L'histoire se répète visiblement. Lorsque de Gaulle quitte la scène politique pour faire place à Georges Pompidou, on sort enfin de l'impasse. On efface les ambiguïtés sur le traité de Rome, on va prévoir la possibilité d'élargir l'Europe et on introduit le concept d'Union économique et monétaire.

En outre, le rapport Davignon envisage des collaborations de type diplomatique mais les états restent prudents car on vient de vivre la crise du plan Fouchet.
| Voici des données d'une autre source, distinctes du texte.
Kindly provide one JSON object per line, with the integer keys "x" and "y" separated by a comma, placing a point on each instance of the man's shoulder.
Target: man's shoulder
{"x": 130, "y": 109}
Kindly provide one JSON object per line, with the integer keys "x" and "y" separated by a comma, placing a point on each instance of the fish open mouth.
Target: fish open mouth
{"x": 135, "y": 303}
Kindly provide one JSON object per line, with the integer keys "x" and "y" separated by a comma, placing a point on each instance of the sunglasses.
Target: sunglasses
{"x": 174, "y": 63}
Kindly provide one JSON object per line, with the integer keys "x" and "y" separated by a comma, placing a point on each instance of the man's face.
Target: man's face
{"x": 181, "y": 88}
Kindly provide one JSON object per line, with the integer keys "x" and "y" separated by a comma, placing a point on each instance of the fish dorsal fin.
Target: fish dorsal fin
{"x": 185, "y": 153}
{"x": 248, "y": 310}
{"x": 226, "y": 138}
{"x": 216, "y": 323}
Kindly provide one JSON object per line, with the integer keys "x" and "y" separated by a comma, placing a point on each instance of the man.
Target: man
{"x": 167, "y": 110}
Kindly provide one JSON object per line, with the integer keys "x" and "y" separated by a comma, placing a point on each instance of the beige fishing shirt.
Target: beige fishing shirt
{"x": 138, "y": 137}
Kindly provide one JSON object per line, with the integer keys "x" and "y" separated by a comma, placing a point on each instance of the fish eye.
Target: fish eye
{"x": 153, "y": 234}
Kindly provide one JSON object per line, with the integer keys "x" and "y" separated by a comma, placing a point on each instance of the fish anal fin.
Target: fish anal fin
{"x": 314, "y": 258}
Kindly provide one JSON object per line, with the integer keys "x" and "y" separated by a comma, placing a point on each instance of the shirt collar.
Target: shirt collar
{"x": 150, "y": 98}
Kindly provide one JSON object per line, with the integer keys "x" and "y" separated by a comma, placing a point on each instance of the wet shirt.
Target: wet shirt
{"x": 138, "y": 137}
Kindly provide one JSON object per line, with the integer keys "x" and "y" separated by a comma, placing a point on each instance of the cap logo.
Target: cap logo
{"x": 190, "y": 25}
Ensuite, c'est Valéry Giscard d'Estaing qui reprend les rênes de la France et lors de la conférence de Paris, nous décidons de réunir les rapports européens au sein de l'Union. La France va également finir par accepter le concept.

On constate que l'idée des fondements l'emporte: on a commencé avec le traité de Rome, et finalement on accepte le concept de l'Union européenne.

A savoir si ce résultat correspond à l'espoir que l'on avait pour la construction européenne? Oui, même si cette construction ne s'est pas déroulée comme nous l'avions imaginé. Mais la transformation a bien eu lieu.

Qu'entendez-vous par la « transformation»?

En 1952, nous vivions dans un autre monde. Nous avons beaucoup gagné en matière de prospérité et de sécurité sociale. Cela s'est fait par secousses successives sur deux générations. La troisième ne se le rappelle pas. Elle n'est pas consciente de l'augmentation du niveau de vie. Elle ne se rend pas compte qu'à l'époque, à chaque frontière il fallait montrer sa carte d'identité.

Et il est certain que cette transformation n'aurait pas eu lieu sans la construction européenne. Y compris en Belgique qui n'abriterait plus une seule sidérurgie si l'UE n'avait pas vu le jour: ça ne sert à rien d'augmenter la production si vous ne pouvez pas aller vers l'extérieur. L'euro aussi est essentiel pour la Belgique qui souffrait fort des modifications de parité de ses voisins. Cet inconvénient faisait parfois monter les prix de certains produits de 20% en un coup.

De même, grâce à l'euro, aujourd'hui tout le monde emprunte. Le jour où les taux remonteront et que la monnaie sera faible, le nombre de prêts diminuera.